FIG. 3.

dsRNA binding of the σA protein. (A) Electrostatic surface of σA. On the left the orientation is as in Fig. 1A; on the right the view has been rotated 180° around a vertical axis centered on the apex. Positively charged residues on the molecular surface are labeled. The location of Gln305 is also shown, whereas Arg38 is shown in parentheses, as it is barely surface exposed. (B) dsRNA gel shift assays. The assays were performed using σA at 0.6 mg/ml in TE buffer (10 mM Tris-HCl, pH 8.5, 1 mM EDTA) and a dsRNA ladder which contains seven types of dsRNA of different lengths (500, 300, 150, 80, 50, 30, and 21 bp) at 0.5 mg/ml. Increasing amounts of σA (0, 0.6, 1.2, 3.0, and 6.0 μg) were incubated with 0.5 μg of dsRNA ladder in TE buffer-150 mM NaCl for 10 min on ice. Then, samples were analyzed by nondenaturing gel electrophoresis. (Left) A 10% polyacrylamide gel in TBE buffer was used. (Middle and right) Discontinuous gels as described by Laemmli (22) were used, with a 10% polyacrylamide separating gel and omission of sodium dodecyl sulfate from the sample, the gel, and the running buffer (13). Nonmutated σA protein was used in the left and middle panels. The right panel shows a gel shift assay performed with the Arg155-to-Ala mutant.
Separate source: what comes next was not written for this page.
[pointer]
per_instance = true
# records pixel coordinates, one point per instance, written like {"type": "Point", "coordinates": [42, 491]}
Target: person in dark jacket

Identical results were obtained with the Arg273-to-Ala mutant (data not shown). An arrow in the middle panel indicates the high-molecular-weight complexes observed. (C) Binding of σA to small dsRNA fragments as observed by gel shift assay. In the first three lanes an 18-bp dsRNA was used, in the next three lanes a 14-bp dsRNA was used, and in lanes 7 to 9 a 10-bp dsRNA was used. In lane 10 σA alone was loaded. σA/dsRNA ratios are indicated above the lanes.